Klicken Sie sich durch die Bilder vom VfB-Training. Foto: Belser

Das VfB-Training in Bildern. Diesmal auf dem Trainingsplan: Das Spiel mit und ohne Ball.

Stuttgart - Bei der VfB-Trainingseinheit am Mittwochvormittag stand das auf dem Trainingsplan, was dort schon seit Wochen ganz oben steht: Das Spiel mit und ohne Ball.

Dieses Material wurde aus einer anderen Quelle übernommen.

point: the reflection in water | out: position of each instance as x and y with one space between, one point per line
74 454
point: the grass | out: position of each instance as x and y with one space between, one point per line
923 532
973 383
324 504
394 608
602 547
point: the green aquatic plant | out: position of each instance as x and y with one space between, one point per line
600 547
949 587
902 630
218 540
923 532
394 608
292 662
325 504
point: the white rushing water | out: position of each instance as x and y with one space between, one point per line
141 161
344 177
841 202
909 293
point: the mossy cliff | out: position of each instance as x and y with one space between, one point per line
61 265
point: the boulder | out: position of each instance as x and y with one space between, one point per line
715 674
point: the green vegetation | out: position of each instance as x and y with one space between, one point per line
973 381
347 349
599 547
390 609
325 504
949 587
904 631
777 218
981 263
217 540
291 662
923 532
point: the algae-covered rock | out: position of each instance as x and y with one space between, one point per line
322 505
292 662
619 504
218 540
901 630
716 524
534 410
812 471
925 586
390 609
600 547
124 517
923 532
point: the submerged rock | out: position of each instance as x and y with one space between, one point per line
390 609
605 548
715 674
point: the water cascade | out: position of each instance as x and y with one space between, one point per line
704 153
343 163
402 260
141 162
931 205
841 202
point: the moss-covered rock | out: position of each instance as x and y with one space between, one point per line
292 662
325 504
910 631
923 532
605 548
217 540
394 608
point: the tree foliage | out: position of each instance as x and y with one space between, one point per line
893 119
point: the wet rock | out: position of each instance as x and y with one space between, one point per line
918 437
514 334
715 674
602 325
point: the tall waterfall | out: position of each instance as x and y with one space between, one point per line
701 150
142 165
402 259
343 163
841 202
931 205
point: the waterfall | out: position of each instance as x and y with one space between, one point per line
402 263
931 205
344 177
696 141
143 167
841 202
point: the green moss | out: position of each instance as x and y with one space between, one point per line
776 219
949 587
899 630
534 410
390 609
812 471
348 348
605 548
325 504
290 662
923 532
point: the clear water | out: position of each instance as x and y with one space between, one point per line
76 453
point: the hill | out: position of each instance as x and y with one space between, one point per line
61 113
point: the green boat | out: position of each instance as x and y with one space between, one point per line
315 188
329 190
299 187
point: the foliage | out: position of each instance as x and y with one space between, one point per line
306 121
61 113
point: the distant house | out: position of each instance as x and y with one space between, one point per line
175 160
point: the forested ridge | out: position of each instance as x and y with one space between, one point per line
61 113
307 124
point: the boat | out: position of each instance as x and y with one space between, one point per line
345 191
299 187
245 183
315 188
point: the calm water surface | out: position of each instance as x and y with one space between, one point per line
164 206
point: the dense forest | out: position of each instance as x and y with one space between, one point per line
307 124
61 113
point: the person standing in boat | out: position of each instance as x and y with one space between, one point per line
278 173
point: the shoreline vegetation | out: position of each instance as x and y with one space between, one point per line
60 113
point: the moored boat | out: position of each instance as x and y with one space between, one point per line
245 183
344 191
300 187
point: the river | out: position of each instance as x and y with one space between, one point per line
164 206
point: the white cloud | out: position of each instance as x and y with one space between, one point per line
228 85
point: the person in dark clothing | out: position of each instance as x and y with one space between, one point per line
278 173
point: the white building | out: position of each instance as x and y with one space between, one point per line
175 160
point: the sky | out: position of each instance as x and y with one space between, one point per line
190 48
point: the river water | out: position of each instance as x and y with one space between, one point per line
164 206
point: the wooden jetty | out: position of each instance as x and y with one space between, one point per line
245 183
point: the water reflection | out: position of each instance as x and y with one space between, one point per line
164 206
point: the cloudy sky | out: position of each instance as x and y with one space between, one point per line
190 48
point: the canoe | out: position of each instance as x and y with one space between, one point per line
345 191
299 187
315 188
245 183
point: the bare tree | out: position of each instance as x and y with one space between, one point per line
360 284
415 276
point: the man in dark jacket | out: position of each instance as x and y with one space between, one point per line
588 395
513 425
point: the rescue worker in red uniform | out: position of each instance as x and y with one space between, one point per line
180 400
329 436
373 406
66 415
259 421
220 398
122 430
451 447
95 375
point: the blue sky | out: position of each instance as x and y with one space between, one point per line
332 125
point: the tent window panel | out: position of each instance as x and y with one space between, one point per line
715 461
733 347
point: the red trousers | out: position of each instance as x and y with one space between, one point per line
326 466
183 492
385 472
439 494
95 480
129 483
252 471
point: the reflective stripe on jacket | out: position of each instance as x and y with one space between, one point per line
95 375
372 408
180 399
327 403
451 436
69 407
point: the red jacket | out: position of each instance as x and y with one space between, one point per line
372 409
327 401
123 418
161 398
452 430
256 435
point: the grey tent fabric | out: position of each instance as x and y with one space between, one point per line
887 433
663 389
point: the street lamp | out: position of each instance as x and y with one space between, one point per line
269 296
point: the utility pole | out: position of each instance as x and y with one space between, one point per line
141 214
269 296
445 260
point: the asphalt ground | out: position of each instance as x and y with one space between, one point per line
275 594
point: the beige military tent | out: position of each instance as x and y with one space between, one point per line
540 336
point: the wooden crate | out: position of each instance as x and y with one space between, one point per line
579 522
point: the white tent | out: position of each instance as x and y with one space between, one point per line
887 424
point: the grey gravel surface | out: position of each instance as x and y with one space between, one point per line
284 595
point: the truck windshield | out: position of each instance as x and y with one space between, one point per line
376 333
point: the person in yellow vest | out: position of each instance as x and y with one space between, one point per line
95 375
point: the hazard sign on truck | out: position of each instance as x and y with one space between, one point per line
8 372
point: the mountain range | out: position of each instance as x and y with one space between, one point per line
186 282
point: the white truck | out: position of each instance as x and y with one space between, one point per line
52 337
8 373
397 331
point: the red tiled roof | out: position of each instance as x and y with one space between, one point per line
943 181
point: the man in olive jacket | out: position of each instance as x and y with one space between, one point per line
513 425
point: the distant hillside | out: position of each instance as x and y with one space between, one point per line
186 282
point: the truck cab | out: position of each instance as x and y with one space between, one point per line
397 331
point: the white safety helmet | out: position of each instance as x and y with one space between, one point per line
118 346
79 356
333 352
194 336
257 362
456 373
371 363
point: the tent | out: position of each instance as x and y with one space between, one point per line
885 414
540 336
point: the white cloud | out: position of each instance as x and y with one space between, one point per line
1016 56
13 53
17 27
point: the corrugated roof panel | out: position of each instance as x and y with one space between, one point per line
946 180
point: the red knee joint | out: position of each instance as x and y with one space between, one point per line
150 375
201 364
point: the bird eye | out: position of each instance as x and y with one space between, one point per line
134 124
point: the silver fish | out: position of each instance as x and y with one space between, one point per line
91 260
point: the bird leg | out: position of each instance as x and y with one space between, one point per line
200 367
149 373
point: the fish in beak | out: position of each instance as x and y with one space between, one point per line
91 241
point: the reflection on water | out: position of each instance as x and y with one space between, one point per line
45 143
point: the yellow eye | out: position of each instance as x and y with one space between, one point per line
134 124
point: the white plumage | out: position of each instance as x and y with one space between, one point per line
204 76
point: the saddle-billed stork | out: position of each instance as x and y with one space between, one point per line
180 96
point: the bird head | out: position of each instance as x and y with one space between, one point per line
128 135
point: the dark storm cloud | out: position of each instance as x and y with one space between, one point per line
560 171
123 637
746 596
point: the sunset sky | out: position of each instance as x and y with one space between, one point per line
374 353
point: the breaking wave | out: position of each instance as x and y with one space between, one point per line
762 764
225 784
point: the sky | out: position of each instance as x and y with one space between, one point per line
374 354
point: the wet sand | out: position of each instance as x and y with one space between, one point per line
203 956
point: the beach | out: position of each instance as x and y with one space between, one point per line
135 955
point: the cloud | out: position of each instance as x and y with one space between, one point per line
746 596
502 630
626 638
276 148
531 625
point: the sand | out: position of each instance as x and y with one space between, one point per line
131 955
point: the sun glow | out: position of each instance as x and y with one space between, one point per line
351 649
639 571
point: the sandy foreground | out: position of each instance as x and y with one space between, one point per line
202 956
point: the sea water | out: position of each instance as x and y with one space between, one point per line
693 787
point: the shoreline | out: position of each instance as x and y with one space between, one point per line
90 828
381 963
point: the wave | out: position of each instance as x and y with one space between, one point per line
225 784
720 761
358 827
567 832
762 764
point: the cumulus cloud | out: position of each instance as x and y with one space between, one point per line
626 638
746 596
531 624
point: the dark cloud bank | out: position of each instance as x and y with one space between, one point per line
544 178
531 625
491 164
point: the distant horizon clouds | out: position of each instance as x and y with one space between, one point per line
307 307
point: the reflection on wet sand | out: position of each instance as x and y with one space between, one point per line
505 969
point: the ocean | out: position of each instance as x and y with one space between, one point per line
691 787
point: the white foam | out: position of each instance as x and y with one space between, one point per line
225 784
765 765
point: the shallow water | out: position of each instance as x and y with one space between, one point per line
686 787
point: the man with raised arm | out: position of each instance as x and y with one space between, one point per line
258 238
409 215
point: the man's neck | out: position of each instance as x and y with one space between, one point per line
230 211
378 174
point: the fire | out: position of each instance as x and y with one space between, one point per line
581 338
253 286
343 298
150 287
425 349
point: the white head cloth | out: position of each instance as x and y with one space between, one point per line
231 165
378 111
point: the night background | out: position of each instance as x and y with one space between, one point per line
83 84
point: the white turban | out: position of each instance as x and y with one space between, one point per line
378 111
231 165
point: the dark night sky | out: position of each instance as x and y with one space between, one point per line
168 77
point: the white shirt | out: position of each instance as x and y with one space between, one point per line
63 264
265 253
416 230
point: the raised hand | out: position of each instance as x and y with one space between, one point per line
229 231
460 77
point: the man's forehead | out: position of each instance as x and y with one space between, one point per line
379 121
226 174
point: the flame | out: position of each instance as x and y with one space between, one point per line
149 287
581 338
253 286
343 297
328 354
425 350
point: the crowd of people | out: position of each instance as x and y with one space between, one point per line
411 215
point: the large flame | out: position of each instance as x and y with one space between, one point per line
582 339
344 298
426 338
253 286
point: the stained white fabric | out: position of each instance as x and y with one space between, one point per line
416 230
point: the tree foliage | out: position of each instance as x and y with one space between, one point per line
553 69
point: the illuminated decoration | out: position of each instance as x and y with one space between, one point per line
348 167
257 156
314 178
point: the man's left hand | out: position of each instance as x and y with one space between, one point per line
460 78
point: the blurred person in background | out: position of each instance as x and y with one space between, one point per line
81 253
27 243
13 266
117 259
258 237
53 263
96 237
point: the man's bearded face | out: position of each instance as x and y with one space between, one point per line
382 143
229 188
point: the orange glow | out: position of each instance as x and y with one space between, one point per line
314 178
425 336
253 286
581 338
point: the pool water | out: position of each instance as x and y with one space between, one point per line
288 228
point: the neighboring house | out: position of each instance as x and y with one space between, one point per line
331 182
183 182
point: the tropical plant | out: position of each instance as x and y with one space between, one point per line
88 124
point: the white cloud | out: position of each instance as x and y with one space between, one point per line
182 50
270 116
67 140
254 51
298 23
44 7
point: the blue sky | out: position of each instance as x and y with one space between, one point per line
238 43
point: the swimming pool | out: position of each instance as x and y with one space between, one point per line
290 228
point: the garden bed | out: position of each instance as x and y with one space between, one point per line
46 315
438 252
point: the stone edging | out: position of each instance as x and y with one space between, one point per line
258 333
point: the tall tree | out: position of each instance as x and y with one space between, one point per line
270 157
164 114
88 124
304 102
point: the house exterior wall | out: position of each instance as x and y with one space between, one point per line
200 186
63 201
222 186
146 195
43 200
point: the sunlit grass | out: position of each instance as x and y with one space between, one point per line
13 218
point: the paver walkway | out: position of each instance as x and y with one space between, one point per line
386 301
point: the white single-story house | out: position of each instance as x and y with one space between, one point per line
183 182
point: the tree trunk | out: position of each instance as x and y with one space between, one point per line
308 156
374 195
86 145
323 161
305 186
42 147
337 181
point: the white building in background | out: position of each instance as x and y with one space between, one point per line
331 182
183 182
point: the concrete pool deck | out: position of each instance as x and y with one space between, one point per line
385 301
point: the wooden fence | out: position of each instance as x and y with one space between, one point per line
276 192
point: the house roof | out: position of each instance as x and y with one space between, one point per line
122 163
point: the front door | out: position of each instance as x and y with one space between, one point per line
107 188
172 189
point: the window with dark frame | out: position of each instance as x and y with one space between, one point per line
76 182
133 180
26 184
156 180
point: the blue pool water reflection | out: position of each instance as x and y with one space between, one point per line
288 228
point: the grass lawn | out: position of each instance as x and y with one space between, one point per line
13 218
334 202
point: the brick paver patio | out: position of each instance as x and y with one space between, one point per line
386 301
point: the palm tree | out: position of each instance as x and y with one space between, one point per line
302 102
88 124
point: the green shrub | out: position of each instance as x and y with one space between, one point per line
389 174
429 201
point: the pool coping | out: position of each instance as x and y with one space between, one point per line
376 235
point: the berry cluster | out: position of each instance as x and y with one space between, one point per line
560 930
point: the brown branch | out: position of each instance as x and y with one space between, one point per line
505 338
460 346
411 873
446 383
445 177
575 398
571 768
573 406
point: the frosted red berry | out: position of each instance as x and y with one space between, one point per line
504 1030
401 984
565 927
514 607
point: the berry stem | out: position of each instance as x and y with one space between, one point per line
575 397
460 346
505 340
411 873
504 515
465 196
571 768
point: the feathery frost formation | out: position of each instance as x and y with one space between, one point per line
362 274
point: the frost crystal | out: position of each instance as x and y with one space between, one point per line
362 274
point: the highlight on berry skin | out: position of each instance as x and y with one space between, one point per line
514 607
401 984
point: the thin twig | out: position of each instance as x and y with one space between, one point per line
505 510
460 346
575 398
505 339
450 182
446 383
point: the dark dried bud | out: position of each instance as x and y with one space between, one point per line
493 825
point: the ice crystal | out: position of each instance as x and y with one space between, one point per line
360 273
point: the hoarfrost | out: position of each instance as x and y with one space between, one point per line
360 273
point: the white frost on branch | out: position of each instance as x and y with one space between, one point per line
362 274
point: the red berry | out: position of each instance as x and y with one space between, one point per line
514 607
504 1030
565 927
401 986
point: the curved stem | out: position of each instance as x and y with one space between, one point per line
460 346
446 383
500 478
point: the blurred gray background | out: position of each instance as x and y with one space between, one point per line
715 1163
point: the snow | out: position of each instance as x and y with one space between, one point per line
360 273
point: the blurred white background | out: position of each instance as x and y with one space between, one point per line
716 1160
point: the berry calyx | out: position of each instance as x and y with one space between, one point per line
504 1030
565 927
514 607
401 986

Zunächst in zwei Gruppen mit je drei Vierer-Teams in blau, orange und gelb auf einem etwa 15 Meter langen und breiten Feld. Der Ball zirkulierte, wobei die Ballkontakte reduziert wurden. Erst auf zwei, dann war nur noch Direktspiel erlaubt. Der Ball lief teilweise sehr ansehnlich durch die Reihen der Roten.

Boka und Okazaki feilen an Abstimmung

Sobald ein Mitspieler den Ball verloren hatte, musste ihn seine Mannschaft in Unterzahl gegen die beiden anderen Teams zurückerobern. Es ging also auch um schnelles Umschalten und Balleroberung. Oder wie es in der Taktiksprache so schön heißt: um offensives Verteidigen. "Ich möchte, dass ihr noch mehr Druck macht auf den Ball", rief Trainer Bruno Labbadia über den Platz.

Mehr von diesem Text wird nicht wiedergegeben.